Alejandro Chavez, PhD

Alejandro Chavez, MD, PhD

Our research group strives to push the boundaries of genetic engineering in order to gain insights into the molecular mechanisms governing neurodegeneration. Our work employs a variety of techniques ranging from oligo chip synthesis and library-based screening to iPS cell differentiation and live-cell imaging. We utilize a variety of model systems from single celled eukaryotes (yeast) to laboratory grown 3D organ models to allow us to address our multidisciplinary research agenda.

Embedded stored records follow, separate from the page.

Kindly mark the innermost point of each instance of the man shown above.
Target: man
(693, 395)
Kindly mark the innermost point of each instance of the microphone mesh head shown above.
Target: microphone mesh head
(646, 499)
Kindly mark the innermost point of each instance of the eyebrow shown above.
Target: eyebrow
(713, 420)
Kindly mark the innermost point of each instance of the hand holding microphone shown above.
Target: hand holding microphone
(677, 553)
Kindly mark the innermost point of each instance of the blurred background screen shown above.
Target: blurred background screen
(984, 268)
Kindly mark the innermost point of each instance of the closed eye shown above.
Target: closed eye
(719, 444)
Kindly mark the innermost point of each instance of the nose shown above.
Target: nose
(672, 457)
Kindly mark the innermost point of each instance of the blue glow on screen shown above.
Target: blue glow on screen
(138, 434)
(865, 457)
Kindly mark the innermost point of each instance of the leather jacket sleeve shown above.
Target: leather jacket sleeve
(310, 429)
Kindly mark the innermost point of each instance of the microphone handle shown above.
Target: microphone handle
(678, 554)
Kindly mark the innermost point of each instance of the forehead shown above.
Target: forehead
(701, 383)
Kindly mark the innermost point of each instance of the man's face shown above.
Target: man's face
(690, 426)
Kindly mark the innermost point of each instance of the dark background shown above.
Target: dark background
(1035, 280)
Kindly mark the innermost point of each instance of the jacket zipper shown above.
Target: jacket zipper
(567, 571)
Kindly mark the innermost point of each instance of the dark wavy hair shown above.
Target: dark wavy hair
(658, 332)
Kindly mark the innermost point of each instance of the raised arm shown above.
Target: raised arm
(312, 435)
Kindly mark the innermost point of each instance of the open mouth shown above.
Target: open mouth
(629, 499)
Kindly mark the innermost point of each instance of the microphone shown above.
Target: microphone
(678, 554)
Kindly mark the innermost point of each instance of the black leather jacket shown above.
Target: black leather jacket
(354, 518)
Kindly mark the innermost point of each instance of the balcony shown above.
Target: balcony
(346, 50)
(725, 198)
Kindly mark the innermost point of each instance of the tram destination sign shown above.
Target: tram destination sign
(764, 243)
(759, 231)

A major effort of our laboratory is to characterize the molecular interactions governing the profound neuronal loss observed within numerous neurodegenerative diseases, such as Alzheimer’s disease, Parkinson’s disease, and amyotrophic lateral sclerosis. Since joining the Taub Institute, we have developed a method for studying dozens of neurodegenerative disease models in parallel. Using this new approach, we have looked at tens of thousands of genetic interactions and have begun to catalogue the common and unique mechanisms by which proteins implicated in neurodegeneration lead to cellular pathology.

From left to right, members of the Chavez group include (back row) James DiCarlo, Schuyler Melore, (front row) Paroma Mallick, Debbie Hong, Jenny Sheng, Brijesh Singh, Alex Chavez, Samuel Resnick.

Other efforts within our group are focused on understanding how genetics and environment interact to influence the effect of perturbations which normally lead to neurodegeneration. By combining our tools with the plethora of neurodegenerative disease expertise within the Taub, we hope to shed additional light on the molecular basis of these diseases with the ultimate goal of generating new avenues for therapeutic intervention.